Greetings - USCC GS3 owner here running stock w/ root and the previous OTA updates applied successfully when temp unrooted using the Voodoo Rootkeeper app... this last OTA update failed and it says to take in to USCC. Any ideas what I should do? Is there an ODIN file for the latest android update for the GS3 that I can do instead of their OTA update? Will the OTA process continue to try and update my phone if I go the ODIN route?

Thanks in advance for any advice!

MMCD


----------



## Grumpy Bastid (Dec 17, 2011)

MonthlyMixCD said:


> Greetings - USCC GS3 owner here running stock w/ root and the previous OTA updates applied successfully when temp unrooted using the Voodoo Rootkeeper app... this last OTA update failed and it says to take in to USCC. Any ideas what I should do? Is there an ODIN file for the latest android update for the GS3 that I can do instead of their OTA update? Will the OTA process continue to try and update my phone if I go the ODIN route?
> 
> Thanks in advance for any advice!
> 
> MMCD


Full ROMs for the jb update

http://teamuscellular.com/Forum/topic/3317-kies-home-r530uvxalk5-r530uusclk5-525603-rev00-user-low-shiptarmd5/#entry47127

Pre-rooted
http://teamuscellular.com/Forum/topic/3250-romstock-alk5-jb-rooted-cwm-odin/#entry46235

Sent from my SCH-R530U


----------



## zoodski (Mar 3, 2012)

Just download the simple upgrade tool from samsung.
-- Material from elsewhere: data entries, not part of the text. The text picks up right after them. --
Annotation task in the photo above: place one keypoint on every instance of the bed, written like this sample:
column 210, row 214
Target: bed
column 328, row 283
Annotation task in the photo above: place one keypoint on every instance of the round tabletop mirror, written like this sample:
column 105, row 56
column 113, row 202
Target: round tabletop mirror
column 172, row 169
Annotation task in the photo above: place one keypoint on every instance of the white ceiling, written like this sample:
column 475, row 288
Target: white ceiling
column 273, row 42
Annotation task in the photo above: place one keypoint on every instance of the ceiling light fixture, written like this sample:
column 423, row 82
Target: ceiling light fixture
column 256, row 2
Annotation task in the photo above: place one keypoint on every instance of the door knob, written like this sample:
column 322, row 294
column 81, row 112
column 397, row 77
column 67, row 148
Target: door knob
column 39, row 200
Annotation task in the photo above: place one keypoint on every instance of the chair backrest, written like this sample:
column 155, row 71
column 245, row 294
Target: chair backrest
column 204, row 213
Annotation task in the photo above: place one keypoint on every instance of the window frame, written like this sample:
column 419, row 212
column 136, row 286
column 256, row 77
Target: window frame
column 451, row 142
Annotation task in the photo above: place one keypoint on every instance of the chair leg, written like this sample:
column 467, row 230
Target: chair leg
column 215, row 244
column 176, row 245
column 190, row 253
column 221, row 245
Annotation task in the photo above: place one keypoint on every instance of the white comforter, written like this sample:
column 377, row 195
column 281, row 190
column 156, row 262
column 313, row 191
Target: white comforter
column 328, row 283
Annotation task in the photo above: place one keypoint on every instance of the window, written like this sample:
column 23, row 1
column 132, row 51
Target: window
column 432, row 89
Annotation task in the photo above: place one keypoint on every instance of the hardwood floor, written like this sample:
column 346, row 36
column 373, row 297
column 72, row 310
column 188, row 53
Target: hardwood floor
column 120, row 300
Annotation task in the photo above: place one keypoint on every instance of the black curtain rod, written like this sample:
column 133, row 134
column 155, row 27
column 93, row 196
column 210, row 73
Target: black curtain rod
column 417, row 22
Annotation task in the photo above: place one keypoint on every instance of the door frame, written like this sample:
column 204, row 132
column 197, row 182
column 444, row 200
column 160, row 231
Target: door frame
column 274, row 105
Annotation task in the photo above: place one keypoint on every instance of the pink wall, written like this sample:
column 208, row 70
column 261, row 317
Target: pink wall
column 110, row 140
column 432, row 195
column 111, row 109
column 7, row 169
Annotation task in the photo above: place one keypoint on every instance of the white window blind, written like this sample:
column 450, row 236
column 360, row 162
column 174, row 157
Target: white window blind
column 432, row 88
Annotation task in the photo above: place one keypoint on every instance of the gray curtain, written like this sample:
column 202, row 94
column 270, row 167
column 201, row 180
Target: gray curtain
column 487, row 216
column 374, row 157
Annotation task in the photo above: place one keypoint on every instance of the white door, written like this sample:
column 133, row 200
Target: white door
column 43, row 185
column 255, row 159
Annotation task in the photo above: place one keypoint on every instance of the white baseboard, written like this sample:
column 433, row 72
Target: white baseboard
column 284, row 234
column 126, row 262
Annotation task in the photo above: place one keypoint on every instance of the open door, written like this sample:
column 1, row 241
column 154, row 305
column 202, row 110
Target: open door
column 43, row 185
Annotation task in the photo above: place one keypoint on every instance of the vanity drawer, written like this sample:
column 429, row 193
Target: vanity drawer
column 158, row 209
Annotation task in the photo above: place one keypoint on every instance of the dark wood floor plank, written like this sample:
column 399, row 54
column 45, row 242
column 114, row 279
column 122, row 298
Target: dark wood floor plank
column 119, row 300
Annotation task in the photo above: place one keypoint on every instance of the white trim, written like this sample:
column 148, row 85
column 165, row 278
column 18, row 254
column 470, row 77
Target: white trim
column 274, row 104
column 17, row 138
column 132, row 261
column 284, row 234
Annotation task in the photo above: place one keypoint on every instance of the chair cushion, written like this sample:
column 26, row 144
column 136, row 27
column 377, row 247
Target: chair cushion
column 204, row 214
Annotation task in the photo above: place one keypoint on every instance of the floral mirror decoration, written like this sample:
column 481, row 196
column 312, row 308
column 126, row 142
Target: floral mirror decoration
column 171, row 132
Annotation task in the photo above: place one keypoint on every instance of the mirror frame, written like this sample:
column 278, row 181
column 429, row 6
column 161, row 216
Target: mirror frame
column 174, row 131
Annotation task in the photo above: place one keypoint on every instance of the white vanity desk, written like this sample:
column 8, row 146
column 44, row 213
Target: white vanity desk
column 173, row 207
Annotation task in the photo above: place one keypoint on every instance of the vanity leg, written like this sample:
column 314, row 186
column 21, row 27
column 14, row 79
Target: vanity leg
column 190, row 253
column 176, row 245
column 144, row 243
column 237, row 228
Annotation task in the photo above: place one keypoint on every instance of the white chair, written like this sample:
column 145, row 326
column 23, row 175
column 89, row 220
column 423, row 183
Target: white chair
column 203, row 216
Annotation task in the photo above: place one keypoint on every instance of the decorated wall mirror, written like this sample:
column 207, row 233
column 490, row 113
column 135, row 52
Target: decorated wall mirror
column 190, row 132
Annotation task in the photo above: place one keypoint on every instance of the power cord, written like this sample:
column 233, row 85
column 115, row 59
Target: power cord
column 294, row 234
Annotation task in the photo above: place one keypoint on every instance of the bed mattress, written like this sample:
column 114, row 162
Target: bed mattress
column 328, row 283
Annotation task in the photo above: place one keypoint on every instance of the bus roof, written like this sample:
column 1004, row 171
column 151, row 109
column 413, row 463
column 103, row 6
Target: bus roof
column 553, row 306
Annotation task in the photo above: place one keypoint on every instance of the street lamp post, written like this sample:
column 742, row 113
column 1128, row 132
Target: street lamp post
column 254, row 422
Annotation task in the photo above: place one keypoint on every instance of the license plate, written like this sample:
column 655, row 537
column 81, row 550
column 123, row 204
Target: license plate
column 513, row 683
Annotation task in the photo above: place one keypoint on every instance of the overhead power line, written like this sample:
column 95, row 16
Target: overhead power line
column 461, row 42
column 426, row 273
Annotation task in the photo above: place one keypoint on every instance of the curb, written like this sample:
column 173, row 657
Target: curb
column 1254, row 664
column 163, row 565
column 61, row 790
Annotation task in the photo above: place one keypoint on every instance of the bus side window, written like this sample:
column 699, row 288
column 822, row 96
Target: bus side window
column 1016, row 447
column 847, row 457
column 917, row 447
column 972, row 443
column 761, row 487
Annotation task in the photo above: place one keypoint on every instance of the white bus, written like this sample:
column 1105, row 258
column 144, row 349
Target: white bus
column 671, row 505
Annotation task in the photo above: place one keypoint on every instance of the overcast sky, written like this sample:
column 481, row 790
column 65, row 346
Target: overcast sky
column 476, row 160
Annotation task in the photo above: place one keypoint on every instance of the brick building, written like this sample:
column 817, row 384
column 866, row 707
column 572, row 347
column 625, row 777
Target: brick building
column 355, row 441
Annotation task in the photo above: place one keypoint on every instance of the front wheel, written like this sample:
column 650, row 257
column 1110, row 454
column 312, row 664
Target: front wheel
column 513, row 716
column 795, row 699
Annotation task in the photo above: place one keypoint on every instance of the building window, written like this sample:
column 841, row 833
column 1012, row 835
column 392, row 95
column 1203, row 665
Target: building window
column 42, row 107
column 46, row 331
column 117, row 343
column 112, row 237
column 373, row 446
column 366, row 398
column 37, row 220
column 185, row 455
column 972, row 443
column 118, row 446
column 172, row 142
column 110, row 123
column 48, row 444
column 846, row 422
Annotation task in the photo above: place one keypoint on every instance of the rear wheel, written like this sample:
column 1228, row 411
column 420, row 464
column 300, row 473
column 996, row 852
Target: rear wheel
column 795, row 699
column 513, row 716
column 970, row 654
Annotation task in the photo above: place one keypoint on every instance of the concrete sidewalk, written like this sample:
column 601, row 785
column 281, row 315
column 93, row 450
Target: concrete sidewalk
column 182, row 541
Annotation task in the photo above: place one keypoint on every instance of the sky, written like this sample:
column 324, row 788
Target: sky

Thats how I updated mine and kept all previous settings and internal sd is still intact.

http://www.samsung.c...SCH-R530MBBUSC#

Select software, then ver.LK5


----------



## MonthlyMixCD (Aug 25, 2011)

Thanks for the help folks! I now am updated to LK5... any advice on how to get root back w/o triggering the flash counter. I need root for wifi-tether and ad-killer (among other things).


----------



## zoodski (Mar 3, 2012)

The only way I know to root again involves odin, which trips the flash counter. You can download triangle away to reset the flash counter afterwards. Mine did say modified under status afterwards though.

I have the files needed for root and triangle away apk if you can't find them.


----------